For more than three hours, the crews scoured the ocean for the wayward vessel. At approximately 2:45 p.m., the crew in Raider 11 spotted a small wooden canoe with a white sail and six passengers on board. Somehow, in all that swath of ocean, they had found the small wooden boat.
“We spotted this vessel from about 19,000 feet,” said 1st Lt. Jordan Allen, 20th EBS crew member. “It’s really a small miracle that we were able to see it because there were quite a bit of clouds.”
The B-52 crew members were able to give the Coast Guard the coordinates, who then contacted a nearby civilian ship to voluntarily assist in the recovery.

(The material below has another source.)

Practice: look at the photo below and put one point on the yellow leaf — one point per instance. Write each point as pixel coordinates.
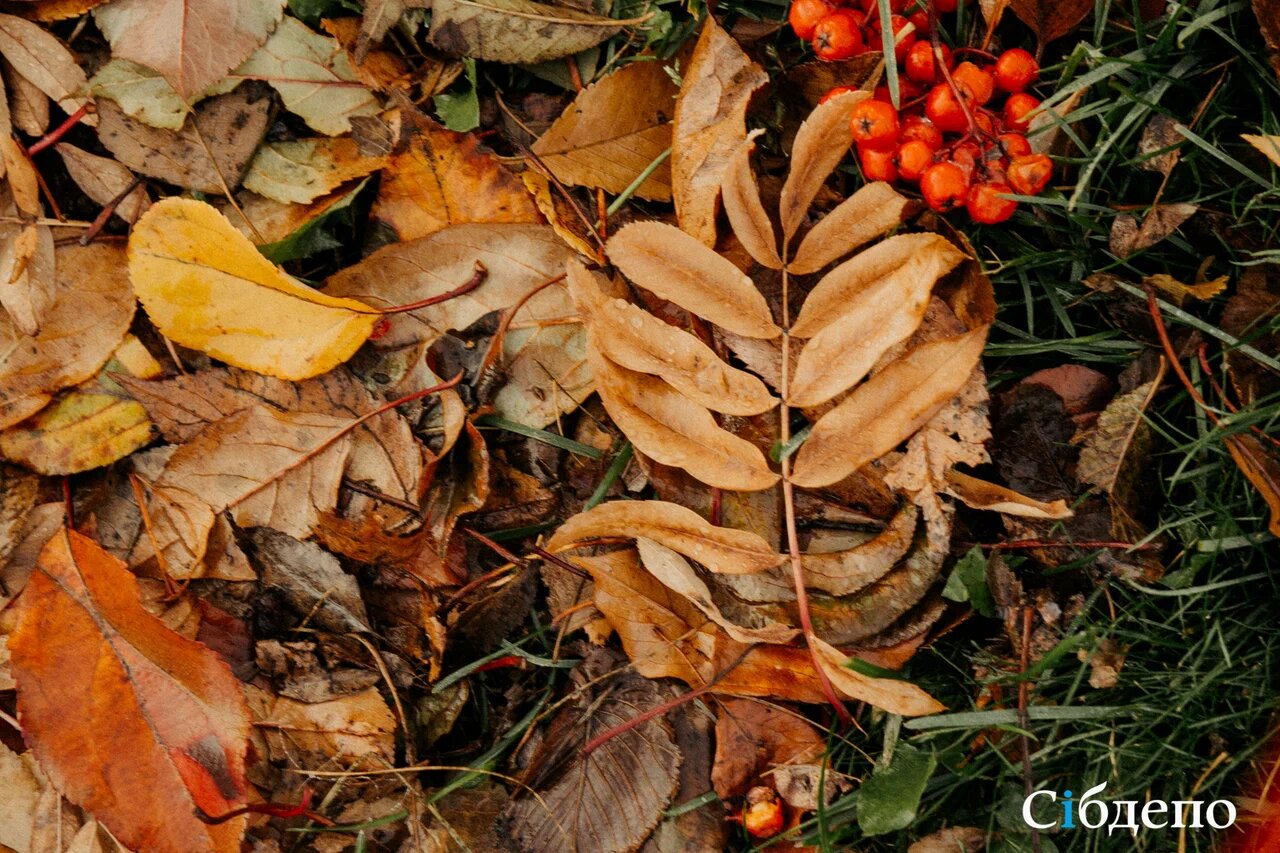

The local islanders were traveling in a vessel important to their culture and heritage. They didn’t want to leave the canoe, but gratefully accepted food, water, and directions back to land. The mission was successful.
“We were so excited to be able to help,” said Jordan. “This is a highlight of our tour here. It shows the spirit of teamwork we all have. Not just the aircrew, but the Coast Guard and everyone else who was able to help.”
This successful search and rescue mission sits as a capstone on the 20th EBS’s deployment, speaking to the spirit of service the squadron has brought to and kept with them in Guam.
“I couldn’t be more proud of everyone here for their efforts,” said Lt. Col. Jarred Prier, 20th EBS director of operations. “Search and rescue isn’t something people typically think of when they talk about the B-52, but our training and adaptability really paid off. Being a part of this successful search and rescue operation speaks to the diversity of our skillset and shows our importance here in the Pacific.”